Now imagine a closed-door Olympics which will at once wipe out a billion dollars of gate receipts and much more in tourism potential.

In the event of a cancellation, a case can be made for say the newly built transportation systems to come good in the future, but Games-specific infrastructure will remain ghost entities. Even a stadium as iconic as the Bird’s Nest, built for the 2008 Beijing Olympics, is now an ‘expensive-to-maintain tourist attraction.’

What makes things even more difficult is the haphazard way in which COVID-19 has affected the world, with different areas hit at different times. The worst seems to be over for East Asia, especially China, while India, Europe and the Americas are bracing for the challenge. East Asia is an important market for all things sport and even after it is ready consume, it remains to be seen if the rest of the world would have recovered enough to keep pace.

Even if hypothetically the situation is conducive for Japan to host the Olympics, will the world’s athletes be eager to participate? It’s similar to ‘Rolling Recession’ in economics, a state where as one sector enters recovery, the slowdown will hit another part of the economy. There will also be question marks over the long-term effect COVID-19 has on fan behaviour. A die-hard supporter will most certainly return to the stadium once the matches resume. Will a casual spectator, who might have otherwise travelled to the venue, risk being part of a large public gathering that soon?

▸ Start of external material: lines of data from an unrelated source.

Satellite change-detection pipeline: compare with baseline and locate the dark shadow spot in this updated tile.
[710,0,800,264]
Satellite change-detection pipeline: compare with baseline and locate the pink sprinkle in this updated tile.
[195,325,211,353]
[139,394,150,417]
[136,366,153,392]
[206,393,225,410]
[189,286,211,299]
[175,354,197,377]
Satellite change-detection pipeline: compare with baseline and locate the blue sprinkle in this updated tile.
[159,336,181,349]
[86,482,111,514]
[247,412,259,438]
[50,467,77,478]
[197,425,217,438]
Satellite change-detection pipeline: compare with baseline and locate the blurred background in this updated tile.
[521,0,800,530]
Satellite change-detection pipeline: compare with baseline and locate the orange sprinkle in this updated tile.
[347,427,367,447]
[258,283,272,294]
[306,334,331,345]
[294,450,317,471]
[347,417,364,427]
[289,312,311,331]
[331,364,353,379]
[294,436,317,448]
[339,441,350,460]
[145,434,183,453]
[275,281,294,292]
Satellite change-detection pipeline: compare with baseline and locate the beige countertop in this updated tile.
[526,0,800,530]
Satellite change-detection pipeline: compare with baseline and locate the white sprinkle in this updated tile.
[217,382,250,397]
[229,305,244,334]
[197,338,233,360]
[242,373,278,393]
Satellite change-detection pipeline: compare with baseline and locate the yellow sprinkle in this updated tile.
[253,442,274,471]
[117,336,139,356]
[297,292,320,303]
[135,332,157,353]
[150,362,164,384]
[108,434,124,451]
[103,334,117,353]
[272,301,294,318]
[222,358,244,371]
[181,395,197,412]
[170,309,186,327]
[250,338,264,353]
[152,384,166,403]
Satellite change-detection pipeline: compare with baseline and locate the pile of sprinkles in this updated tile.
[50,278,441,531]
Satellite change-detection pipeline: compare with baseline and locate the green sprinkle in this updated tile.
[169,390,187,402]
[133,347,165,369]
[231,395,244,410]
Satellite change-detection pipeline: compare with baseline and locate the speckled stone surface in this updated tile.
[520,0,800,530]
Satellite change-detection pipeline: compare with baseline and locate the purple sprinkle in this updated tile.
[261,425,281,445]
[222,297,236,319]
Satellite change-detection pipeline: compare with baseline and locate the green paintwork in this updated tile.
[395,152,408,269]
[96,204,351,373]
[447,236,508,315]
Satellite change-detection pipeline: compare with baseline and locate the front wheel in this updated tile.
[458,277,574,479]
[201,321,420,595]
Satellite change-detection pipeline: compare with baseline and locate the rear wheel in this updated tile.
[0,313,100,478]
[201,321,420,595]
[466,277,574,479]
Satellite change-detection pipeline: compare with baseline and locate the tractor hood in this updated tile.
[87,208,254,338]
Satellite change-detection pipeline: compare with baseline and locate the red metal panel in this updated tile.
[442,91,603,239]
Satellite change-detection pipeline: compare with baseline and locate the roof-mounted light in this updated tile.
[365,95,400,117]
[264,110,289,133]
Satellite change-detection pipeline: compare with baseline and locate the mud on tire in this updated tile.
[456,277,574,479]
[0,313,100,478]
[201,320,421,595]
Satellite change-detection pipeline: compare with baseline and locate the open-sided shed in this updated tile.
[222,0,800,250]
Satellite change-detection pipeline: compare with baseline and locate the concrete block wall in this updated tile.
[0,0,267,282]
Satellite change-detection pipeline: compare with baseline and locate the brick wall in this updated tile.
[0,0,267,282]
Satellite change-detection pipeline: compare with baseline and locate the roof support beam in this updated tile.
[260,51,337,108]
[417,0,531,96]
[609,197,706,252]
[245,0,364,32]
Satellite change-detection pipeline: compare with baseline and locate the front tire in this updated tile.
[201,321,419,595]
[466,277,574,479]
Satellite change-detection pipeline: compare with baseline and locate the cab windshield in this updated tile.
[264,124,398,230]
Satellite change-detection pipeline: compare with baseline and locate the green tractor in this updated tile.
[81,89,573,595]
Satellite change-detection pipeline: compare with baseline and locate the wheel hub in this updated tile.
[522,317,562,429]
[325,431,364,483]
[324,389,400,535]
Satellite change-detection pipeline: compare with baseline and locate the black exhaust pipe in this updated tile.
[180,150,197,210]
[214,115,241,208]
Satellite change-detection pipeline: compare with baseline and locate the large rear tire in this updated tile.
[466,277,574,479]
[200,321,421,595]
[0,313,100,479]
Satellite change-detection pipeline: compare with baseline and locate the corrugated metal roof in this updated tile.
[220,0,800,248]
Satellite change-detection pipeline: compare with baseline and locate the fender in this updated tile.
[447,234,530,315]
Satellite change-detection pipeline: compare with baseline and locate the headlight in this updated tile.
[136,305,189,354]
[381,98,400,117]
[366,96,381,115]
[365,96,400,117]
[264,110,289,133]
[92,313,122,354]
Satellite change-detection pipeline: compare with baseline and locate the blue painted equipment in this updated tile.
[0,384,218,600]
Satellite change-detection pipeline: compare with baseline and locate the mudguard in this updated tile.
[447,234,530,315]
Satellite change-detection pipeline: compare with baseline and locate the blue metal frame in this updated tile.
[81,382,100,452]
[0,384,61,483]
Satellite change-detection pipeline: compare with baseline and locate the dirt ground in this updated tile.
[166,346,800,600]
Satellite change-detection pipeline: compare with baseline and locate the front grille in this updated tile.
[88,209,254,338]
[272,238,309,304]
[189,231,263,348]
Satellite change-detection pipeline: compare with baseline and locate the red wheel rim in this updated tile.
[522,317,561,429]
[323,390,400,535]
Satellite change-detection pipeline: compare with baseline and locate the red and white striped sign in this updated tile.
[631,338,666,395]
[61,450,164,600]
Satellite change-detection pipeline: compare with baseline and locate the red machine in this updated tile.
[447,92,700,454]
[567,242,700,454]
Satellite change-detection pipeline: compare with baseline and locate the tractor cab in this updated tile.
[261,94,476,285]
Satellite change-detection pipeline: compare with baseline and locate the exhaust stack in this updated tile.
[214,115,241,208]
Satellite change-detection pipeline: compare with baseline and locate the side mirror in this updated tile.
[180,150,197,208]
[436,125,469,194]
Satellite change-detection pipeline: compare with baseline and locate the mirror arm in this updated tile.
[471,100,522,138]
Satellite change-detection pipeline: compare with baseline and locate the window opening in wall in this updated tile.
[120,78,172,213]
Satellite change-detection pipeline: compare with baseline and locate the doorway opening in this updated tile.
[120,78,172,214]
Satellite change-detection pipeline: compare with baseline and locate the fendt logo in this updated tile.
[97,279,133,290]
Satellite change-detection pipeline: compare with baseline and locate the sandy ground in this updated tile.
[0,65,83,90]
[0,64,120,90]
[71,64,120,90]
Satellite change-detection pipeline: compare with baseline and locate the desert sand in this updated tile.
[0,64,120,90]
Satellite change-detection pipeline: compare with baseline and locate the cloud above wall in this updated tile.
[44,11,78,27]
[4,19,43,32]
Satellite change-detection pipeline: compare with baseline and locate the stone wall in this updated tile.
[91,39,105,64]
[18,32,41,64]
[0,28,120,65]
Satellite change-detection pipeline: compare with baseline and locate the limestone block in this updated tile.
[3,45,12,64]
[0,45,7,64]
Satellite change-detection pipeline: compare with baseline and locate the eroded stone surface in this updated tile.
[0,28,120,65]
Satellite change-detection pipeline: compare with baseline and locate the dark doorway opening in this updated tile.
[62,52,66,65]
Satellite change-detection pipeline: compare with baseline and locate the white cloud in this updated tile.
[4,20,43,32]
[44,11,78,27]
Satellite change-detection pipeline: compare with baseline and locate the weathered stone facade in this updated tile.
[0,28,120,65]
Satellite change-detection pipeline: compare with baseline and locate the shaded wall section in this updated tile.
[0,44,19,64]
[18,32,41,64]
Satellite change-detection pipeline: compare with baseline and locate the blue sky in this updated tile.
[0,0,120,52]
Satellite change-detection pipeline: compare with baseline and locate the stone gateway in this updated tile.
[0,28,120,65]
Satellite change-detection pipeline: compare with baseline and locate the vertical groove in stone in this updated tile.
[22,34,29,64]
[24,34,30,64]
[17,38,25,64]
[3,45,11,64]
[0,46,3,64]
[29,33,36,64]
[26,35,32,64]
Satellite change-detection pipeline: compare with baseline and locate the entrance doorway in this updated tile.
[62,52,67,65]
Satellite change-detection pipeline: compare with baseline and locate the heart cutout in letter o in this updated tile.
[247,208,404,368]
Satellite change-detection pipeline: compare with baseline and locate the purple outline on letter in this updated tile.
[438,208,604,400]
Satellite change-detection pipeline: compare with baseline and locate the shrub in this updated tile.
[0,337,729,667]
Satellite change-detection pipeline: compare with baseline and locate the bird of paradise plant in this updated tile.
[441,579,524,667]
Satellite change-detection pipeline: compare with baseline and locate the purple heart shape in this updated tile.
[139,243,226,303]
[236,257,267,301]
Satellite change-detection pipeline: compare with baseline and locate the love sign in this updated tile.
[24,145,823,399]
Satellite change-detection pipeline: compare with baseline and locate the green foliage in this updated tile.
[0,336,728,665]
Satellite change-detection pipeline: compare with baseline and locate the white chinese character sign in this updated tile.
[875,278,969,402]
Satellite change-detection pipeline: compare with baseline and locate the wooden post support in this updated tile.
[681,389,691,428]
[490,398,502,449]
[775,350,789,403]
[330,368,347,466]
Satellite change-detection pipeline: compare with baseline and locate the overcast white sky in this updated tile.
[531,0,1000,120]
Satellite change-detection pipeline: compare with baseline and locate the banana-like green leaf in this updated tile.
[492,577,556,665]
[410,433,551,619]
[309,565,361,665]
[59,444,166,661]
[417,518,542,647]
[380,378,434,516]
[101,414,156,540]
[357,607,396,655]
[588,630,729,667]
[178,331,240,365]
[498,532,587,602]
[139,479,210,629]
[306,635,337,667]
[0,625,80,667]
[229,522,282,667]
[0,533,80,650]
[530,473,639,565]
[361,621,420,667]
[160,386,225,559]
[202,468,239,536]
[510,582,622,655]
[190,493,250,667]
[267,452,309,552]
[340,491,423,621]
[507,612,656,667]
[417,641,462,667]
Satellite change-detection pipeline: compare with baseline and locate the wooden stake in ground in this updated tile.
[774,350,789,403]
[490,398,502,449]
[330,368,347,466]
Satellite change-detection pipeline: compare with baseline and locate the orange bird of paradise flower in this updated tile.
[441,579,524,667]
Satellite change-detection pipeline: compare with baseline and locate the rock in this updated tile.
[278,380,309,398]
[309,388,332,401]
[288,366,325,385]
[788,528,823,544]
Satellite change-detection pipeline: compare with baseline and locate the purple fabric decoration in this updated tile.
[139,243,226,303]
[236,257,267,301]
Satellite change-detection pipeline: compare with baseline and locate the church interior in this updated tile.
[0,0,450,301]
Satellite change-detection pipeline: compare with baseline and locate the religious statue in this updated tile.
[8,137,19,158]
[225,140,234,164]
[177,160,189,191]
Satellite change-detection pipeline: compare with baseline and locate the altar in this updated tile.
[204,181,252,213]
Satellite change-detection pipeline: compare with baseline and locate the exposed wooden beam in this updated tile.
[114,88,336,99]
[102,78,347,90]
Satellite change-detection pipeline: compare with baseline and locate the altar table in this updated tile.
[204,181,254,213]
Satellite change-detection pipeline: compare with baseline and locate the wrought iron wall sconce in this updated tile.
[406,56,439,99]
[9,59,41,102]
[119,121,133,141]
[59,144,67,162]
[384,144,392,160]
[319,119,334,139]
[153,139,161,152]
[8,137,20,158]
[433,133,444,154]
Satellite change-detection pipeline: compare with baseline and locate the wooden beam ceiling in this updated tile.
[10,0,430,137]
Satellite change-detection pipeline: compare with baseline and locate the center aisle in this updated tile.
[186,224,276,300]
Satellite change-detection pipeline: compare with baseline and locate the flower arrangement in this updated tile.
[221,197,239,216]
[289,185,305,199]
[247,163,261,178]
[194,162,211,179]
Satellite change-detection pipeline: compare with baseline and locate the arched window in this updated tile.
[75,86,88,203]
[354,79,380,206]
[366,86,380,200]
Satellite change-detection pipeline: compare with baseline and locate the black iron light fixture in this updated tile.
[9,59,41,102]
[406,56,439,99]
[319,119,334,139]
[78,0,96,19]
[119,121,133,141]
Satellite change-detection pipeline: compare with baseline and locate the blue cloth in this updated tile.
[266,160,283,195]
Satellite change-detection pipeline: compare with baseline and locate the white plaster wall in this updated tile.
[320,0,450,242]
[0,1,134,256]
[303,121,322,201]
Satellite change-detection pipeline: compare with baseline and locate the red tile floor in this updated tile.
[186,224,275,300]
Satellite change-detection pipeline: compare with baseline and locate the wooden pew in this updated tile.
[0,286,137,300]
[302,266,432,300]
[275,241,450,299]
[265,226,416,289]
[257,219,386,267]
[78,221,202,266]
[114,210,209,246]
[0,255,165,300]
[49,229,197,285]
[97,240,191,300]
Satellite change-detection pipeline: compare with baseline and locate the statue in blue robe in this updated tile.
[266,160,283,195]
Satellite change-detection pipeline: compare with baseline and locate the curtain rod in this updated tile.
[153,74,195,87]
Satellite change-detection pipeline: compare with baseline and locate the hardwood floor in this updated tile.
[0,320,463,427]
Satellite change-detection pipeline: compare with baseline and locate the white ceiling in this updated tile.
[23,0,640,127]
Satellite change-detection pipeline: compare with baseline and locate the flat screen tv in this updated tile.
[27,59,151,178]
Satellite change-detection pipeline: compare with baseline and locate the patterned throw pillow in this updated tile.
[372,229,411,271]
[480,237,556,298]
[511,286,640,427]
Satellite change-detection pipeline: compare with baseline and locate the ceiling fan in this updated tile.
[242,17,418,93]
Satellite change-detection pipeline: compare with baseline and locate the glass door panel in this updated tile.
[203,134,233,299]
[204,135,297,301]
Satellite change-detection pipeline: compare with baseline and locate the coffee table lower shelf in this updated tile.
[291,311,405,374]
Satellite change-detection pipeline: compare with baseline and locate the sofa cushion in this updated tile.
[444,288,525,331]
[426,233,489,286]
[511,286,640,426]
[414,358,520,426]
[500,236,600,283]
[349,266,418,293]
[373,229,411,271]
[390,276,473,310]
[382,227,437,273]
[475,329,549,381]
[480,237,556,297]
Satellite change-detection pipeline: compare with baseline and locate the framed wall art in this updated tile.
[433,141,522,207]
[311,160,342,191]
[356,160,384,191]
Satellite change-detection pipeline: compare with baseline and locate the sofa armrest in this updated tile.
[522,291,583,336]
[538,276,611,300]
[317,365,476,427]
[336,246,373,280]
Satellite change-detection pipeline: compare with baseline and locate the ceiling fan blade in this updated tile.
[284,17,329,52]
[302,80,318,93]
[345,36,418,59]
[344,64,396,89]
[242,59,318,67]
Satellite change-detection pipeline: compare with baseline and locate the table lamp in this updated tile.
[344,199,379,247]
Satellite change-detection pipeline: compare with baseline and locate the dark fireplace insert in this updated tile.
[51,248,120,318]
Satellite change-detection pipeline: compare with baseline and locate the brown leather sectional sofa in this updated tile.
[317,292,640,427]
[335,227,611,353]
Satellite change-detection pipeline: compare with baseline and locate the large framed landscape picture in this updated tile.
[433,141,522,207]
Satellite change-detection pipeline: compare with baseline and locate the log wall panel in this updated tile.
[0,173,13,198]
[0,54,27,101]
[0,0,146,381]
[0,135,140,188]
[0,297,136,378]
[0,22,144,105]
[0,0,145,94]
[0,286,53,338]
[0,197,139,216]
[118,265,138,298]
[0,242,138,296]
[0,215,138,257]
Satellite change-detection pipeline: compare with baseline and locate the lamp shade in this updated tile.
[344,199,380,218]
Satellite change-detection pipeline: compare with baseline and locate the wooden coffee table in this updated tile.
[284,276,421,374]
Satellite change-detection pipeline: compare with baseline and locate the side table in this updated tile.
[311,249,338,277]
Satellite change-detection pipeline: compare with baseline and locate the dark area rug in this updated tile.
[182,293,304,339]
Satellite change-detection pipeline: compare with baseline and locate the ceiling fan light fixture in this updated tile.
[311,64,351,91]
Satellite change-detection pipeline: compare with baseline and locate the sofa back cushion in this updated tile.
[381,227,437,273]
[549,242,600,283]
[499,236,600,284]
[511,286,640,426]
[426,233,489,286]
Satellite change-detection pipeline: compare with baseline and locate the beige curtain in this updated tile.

For now, the governing bodies of different sports have presented a fairly optimistic outlook. English football has been suspended only till the end of April while tennis until early June. The IPL hopes to chug along from mid-April at least in a truncated form. But amidst devastation of such huge magnitude, it is safe to say that the world will not hurtle towards normalcy but only slowly mend. As sportswriter Jonathan Liew called it in The Guardian , “This is, in short, the most seismic disruption to the sporting calendar since the second world war, with the possibility that an obliterated spring is simply the prelude to an annihilated summer and a torched autumn.”

And until such a time the hiatus stretches, fans and players can twiddle their thumbs and get by. But the task is cut out for those organisers looking for damage-limiting solutions, broadcasters staring at empty slots of programming and newspaper editors scrambling to find content to populate their columns with.